David Main: And Bill, this is David. Just add a couple of things about the enrollment speed. Clearly having more data and greater awareness would help us, but as we've learned probably some of the most important aspects of getting these trials done efficiently are around site identification. So I think we've been through that a lot now. So we have a bigger stable of clinical sites that are now familiar with us and we're familiar with them. That's a positive thing, but at the end of the day it's still the inclusion, exclusion criteria. They probably have the biggest impact on enrollment speed, and we probably to continue to enroll a modulus population for regulatory purposes. We won't be able to change that very much, but one of the things that Barbara and her team has done a really nice job of is starting to think about some additional complementary trials that we could start to run that would add to our database from a safety perspective, and maybe just generally gather some interesting information that could be used for publication. And these would be maybe patients that wouldn't have met the criteria for our pivotal study. So we're also trying to think of ways of capturing more of the patients that are like screen failures from the pivotal trials as well.
Operator: Our next question comes from the line of our Arlinda Lee with Canaccord.
Arlinda Lee: Hi, guys. Thanks for taking my question. I had a question it may be just following up on one of the earlier questions. I'm kind of curious you're hoping to see a male population and what kind of data --what should we expect from the data set for third quarter? Thanks.
Barbara Troupin: Yes. Hi, Arlinda. So from the male population that will be an exploratory analysis because the study is currently powered for female subjects, but that data, our goal is we will look at primary and secondary endpoints like we will do in females to be able to say if there are any differences by sex male or female, our hope would be that if you see similar safety and efficacy and responsiveness levels that you could do all of your subsequent studies agnostic to male or female. So our goal would be to show that those are similar and that you wouldn't have to exclude males. This is just our first experience with males. And so our goal would be to not have to divide them up in the future.
Arlinda Lee: Okay, great. And then how many males were there, did you say that had enrolled in the end?
Barbara Troupin: Yes. I make sure I have that number right in front of me 92.
Arlinda Lee: 92 and then on the Hunner lesion. Can you give us any color on what proportion of patients enrolled with Hunner lesions? And then also in the females what is kind of a scope of data that we might see on 301 in the third quarter?
David Main: Yes. Arlinda, this is David. In terms of just said -- the one thing I probably directed you, Arlinda trying to repeat it all because it wouldn't want it verbally to be confusing. Again, if we could just direct you back to the slides from the Analyst Investor Day because that's where Barbara presented some very concretely what all of the top line analysis will be, and what it'll include. That's probably the easiest place for you to get that concrete answer.

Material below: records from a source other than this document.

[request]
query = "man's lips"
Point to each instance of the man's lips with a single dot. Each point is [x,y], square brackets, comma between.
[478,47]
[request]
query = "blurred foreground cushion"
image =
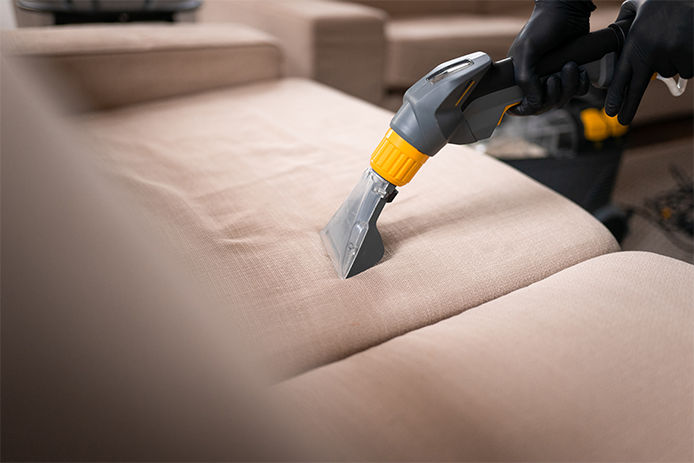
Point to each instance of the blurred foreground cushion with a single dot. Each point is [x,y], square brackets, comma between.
[247,177]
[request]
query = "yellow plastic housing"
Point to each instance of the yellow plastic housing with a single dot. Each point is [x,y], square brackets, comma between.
[598,126]
[396,160]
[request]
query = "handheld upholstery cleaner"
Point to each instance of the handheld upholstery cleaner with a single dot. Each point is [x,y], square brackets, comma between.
[460,101]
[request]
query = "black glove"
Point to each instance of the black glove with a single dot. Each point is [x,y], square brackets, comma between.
[659,40]
[552,24]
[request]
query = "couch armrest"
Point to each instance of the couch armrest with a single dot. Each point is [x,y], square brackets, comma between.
[115,65]
[336,43]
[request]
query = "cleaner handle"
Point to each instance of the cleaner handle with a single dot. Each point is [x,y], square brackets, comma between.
[586,49]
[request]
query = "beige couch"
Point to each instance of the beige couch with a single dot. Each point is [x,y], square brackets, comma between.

Barbara Troupin: Yes. And I would look at the baseline demographics there as well because we're -- we won't be updating that again until we release top line data. So that's the most current look at the baseline criteria including presence or absence of Hunner legion.
Operator: Thank you. And that concludes our question-and- answer session for today. I'd like to turn the conference back over to Brendan Payne for any closing comments.
Brendan Payne: Just as David said earlier, I want to thank all our investors for their continued support and for everyone who joined us for this call. Please don't hesitate to contact us if you have any additional questions. Otherwise we look forward to speaking with you when we have a further update.
Operator: Ladies and gentlemen, thank you for your participation in today's conference. This does conclude the program. And you may now disconnect. Everyone have a great day.